In these cases, remedial action (e.g. data transformations) may overcome some of the difficulties but it is more probable that an alternative statistical approach is needed.

For example, generalised linear models (GLMs) are often more suitable than classical analysis of variance (ANOVA) techniques for the analysis of count data because of their inherent recognition and treatment of a non-normal response variable.

Many researchers have questioned the utility and appropriateness of statistical significance testing for environmental assessment (e.g. McBride et al. 1993, Johnson 1999); refer to Bayesian versus frequentist approaches.

A large number of introductory and advanced texts of statistical methods are available (e.g. Ott 1984, Helsel & Hirsch 2002). For a relatively detailed and comprehensive description of statistical techniques used in water quality management studies, refer to Helsel & Hirsch (2002) and McBride (2005). More general resources, such as the Encyclopedia of Environmetrics (El-Shaarawi & Piegorsch 2014), provide extensive coverage on the development and application of quantitative methods in the environmental sciences.

Statistical software for data analysis

So many statistical software tools are available and it is beyond the scope of the Water Quality Guidelines to review them all.

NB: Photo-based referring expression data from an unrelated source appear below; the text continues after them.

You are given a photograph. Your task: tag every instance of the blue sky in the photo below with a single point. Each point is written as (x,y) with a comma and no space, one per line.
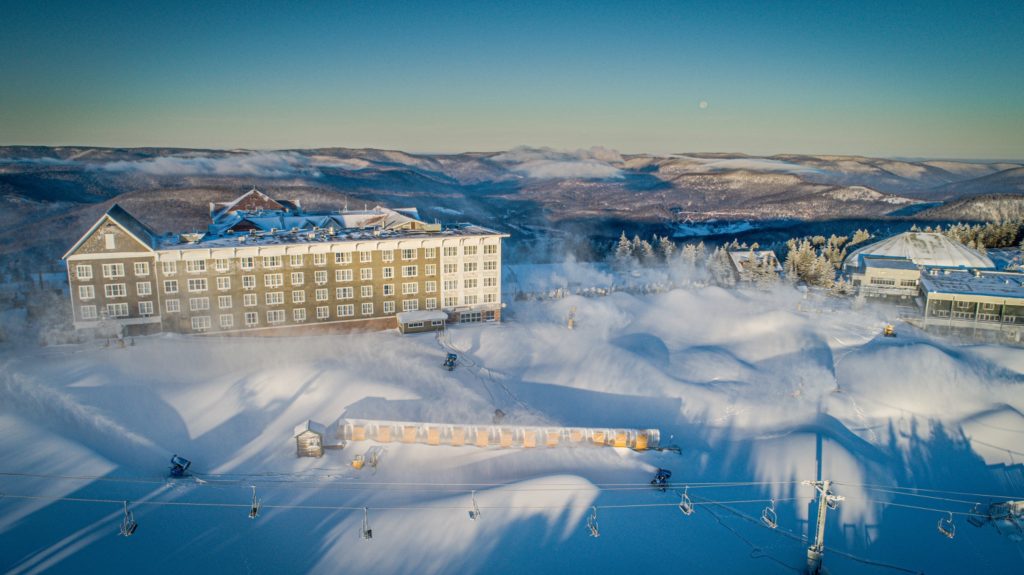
(906,79)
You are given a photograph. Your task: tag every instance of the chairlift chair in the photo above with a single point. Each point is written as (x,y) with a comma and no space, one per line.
(769,517)
(592,523)
(685,504)
(474,514)
(946,526)
(257,504)
(366,533)
(128,524)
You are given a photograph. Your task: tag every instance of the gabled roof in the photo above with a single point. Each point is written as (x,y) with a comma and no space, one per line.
(129,223)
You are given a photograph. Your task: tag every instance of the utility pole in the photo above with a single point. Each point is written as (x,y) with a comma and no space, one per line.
(825,501)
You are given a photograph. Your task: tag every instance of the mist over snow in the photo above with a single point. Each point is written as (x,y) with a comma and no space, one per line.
(545,163)
(759,390)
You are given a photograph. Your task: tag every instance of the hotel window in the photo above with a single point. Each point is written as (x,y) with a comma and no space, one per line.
(114,270)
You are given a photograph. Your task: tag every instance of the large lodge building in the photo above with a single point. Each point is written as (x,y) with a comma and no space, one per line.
(265,266)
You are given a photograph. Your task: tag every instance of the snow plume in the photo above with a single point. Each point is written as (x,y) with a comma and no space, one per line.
(258,164)
(545,163)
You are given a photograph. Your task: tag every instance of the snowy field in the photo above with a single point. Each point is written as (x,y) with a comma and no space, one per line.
(757,395)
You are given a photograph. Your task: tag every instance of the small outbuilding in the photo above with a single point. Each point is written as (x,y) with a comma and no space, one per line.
(418,321)
(309,439)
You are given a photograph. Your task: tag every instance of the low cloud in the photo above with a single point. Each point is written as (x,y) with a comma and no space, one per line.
(258,164)
(545,163)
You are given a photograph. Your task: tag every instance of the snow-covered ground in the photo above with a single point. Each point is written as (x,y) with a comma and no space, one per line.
(757,395)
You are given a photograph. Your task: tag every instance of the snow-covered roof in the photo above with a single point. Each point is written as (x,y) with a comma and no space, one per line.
(309,425)
(924,249)
(407,317)
(996,284)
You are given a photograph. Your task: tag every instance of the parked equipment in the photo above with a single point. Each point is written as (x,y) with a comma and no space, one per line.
(179,466)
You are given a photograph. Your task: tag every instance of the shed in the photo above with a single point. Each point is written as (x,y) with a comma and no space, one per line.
(425,320)
(309,439)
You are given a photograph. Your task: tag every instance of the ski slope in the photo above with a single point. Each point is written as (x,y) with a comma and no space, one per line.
(758,395)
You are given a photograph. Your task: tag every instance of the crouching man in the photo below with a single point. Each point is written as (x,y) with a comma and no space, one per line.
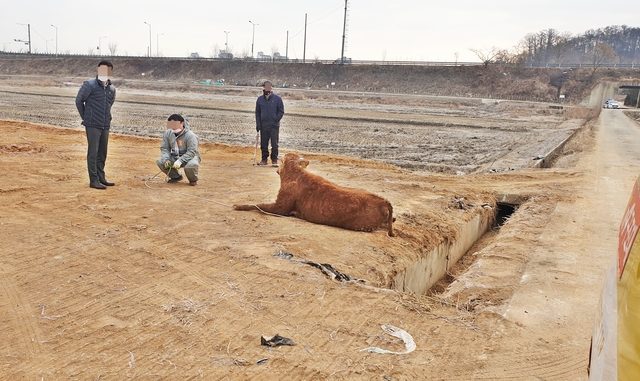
(179,149)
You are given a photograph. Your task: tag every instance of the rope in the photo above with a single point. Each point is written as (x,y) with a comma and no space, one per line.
(205,199)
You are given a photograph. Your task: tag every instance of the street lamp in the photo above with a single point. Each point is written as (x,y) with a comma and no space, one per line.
(28,42)
(252,36)
(56,38)
(46,45)
(149,38)
(100,44)
(158,44)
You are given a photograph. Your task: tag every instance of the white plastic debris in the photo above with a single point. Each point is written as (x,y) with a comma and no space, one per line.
(400,334)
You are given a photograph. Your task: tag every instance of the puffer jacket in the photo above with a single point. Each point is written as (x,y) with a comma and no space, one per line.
(94,101)
(184,146)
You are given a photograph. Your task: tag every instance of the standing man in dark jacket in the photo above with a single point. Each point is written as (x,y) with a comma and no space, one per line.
(269,111)
(94,101)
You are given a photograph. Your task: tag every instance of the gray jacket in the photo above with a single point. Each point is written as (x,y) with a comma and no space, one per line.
(94,101)
(183,146)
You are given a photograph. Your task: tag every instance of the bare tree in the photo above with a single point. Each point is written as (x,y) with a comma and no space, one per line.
(557,81)
(486,56)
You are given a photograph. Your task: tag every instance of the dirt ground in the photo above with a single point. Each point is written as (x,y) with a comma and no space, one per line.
(149,280)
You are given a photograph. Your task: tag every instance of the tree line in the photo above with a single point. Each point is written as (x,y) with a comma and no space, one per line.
(608,45)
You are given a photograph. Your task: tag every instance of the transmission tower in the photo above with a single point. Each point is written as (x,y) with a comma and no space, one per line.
(344,31)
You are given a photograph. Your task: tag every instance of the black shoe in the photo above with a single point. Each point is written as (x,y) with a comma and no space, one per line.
(175,180)
(97,185)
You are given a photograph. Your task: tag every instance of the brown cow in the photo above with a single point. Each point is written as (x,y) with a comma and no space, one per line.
(312,198)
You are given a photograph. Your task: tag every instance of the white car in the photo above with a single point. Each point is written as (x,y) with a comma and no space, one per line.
(611,104)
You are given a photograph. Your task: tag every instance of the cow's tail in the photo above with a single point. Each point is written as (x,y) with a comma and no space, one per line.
(391,219)
(245,207)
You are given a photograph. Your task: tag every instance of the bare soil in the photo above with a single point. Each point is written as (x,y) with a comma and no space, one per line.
(149,280)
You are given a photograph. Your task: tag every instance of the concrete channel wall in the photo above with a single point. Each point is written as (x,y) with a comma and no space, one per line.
(421,275)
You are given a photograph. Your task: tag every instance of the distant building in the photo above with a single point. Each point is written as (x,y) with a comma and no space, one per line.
(224,55)
(278,57)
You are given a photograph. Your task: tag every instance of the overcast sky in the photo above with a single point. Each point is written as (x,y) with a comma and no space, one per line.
(376,30)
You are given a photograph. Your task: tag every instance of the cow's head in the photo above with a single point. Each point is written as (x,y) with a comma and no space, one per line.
(291,164)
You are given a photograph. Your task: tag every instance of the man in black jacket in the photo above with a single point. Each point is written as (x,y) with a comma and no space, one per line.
(269,111)
(94,101)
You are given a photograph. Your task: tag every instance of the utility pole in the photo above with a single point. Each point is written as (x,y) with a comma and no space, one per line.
(100,45)
(29,35)
(304,48)
(56,39)
(149,38)
(158,43)
(344,32)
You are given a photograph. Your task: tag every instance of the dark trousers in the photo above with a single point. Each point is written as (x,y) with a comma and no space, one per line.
(265,136)
(98,140)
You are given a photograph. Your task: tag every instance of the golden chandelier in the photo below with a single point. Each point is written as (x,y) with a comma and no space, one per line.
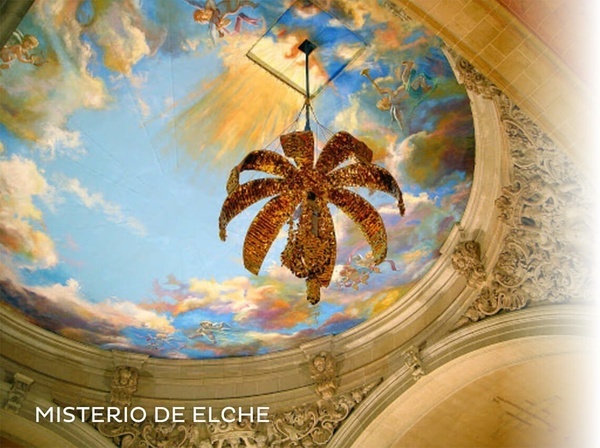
(308,186)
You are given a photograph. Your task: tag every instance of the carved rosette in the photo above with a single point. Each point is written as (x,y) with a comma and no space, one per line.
(546,255)
(466,260)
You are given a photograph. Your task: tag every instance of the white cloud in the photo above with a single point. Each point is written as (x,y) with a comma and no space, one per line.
(20,219)
(55,140)
(96,201)
(118,313)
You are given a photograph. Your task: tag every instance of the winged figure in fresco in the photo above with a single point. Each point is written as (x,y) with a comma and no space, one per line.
(358,270)
(209,330)
(216,15)
(19,48)
(308,187)
(412,85)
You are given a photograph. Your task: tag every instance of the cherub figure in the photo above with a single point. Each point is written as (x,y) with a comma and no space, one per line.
(19,48)
(210,330)
(215,14)
(412,84)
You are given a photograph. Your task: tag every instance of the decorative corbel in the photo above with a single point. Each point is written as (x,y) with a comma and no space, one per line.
(466,260)
(18,392)
(412,360)
(323,371)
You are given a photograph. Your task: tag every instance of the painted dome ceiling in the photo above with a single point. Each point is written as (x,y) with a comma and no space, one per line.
(120,124)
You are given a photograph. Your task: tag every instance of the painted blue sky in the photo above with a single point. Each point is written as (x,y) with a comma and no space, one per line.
(116,149)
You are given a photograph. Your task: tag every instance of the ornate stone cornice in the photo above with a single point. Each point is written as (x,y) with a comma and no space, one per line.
(18,392)
(397,11)
(308,425)
(471,78)
(466,260)
(544,257)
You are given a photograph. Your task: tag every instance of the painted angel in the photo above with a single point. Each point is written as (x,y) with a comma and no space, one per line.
(18,48)
(412,85)
(216,15)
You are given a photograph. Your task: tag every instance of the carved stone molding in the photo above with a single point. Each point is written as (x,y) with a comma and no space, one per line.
(123,386)
(309,425)
(314,424)
(470,77)
(323,371)
(412,360)
(18,392)
(466,260)
(546,255)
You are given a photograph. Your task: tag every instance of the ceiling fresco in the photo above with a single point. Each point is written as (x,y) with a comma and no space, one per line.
(121,120)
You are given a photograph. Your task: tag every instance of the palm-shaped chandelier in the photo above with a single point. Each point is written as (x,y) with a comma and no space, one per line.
(301,191)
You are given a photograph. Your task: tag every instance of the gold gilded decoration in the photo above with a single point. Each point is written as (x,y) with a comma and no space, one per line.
(308,187)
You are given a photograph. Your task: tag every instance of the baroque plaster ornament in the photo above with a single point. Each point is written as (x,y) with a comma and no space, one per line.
(309,425)
(323,371)
(466,260)
(546,255)
(314,424)
(18,392)
(124,384)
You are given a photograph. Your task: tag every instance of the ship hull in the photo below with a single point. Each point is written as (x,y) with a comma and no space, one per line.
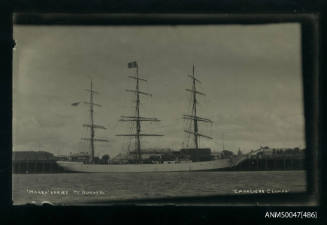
(140,168)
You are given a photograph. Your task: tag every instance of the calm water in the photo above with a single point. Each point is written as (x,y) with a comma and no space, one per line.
(78,188)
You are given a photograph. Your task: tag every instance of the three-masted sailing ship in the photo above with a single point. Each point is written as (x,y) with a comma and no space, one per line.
(187,159)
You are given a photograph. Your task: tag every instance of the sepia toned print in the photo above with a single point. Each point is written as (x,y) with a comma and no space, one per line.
(140,112)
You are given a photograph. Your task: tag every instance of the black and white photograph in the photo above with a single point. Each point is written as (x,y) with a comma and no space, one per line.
(116,113)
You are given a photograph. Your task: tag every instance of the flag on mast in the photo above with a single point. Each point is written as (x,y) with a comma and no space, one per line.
(132,64)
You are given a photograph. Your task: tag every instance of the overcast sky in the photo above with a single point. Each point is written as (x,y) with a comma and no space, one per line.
(251,76)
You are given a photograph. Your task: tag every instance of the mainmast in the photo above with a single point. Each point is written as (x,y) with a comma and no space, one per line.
(193,116)
(137,118)
(92,126)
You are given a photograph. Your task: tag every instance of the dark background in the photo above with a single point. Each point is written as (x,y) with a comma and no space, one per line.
(128,212)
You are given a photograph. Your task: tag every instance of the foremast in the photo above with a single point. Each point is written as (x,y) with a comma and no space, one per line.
(137,118)
(92,126)
(193,116)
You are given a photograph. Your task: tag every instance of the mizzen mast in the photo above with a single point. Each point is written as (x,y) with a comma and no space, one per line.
(137,118)
(193,117)
(92,125)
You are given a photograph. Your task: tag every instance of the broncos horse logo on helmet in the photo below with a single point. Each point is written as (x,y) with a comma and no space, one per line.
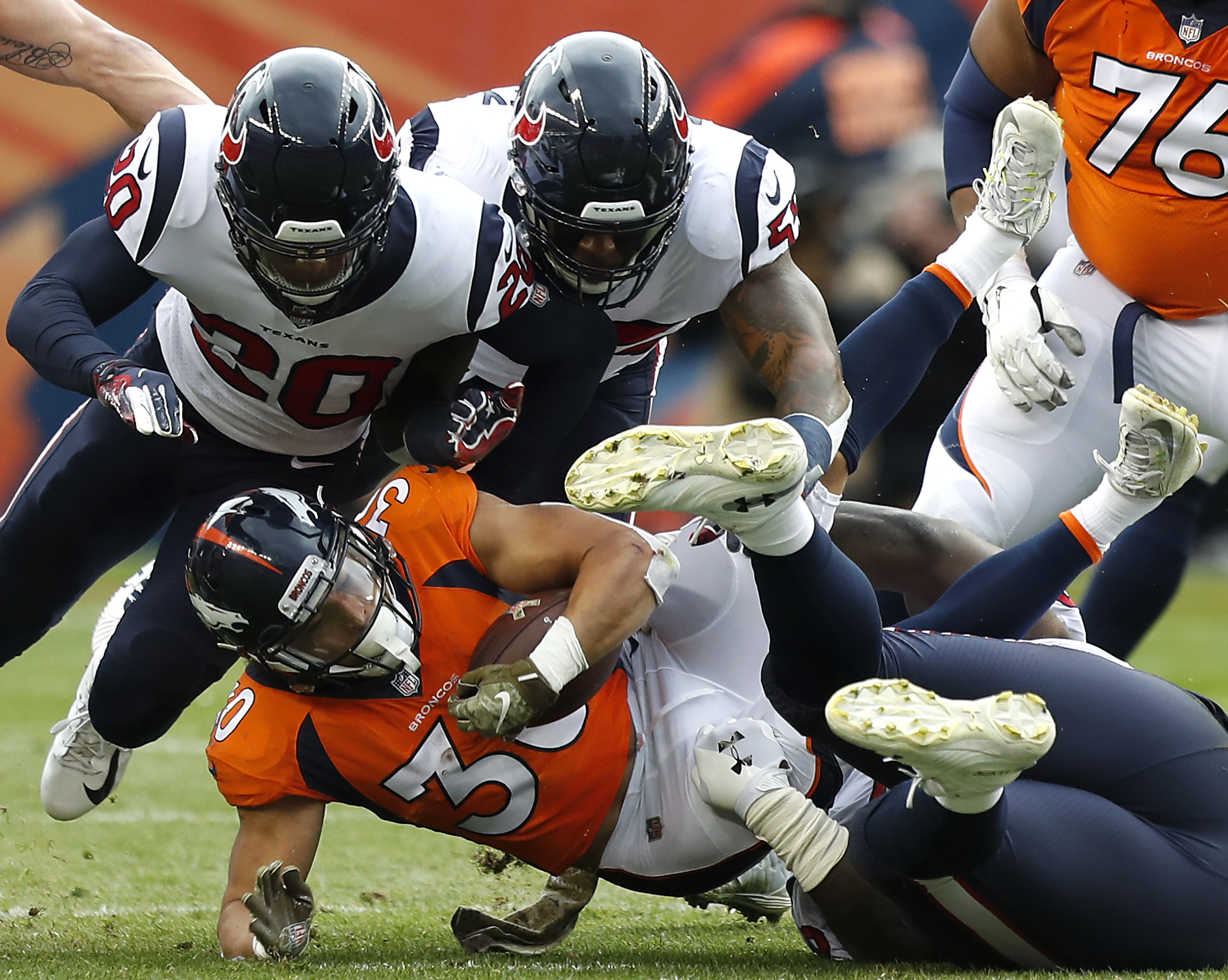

For example, Wikipedia compares various statistical packages. These packages support different statistical techniques and different features, such as size of datasets handled, graphical representations, database interfaces, linkages to other software and the level of expertise needed to use them.

Many software tools provide a high level of functionality and technical sophistication but they also lend themselves to abuse through blind application. It is important to scrutinise both the output and the choice of technique by asking yourself:

  • Does the analysis make sense?
  • Is it consistent with what has been observed in the exploratory data analysis?

If these questions are not routinely asked, then you run the risk that the ‘mental models’ of your monitoring team may have undue influence on the outcome. Results are more likely to be accepted — even if they occur for the wrong reasons — when they match the expectations of those who are interpreting the analysis.

References

El-Shaarawi AH & Piegorsch WW (eds) 2014, Encyclopedia of Environmetrics, John Wiley and Sons.

Helsel DR & Hirsch RM 2002, Chapter A3: Statistical methods in water resources, Section A: Statistical analysis, Book 4: Hydrologic analysis and interpretation, Techniques of Water-Resources Investigations of the United States Geological Survey, US Geological Survey, United States Department of the Interior, Reston.

Johnson DH 1999, The insignificance of statistical significance testing, Journal of Wildlife Management 63: 763–772.

McBride GB, Loftis JC & Adkins NC 1993, What do significance tests really tell us about the environment? Environmental Management 17: 423–432.

McBride GB 2005, Using Statistical Methods for Water Quality Management: Issues, options and solutions, Wiley, New York.

Ott L 1984, An Introduction to Statistical Methods and Data Analysis, Duxbury Press, Boston.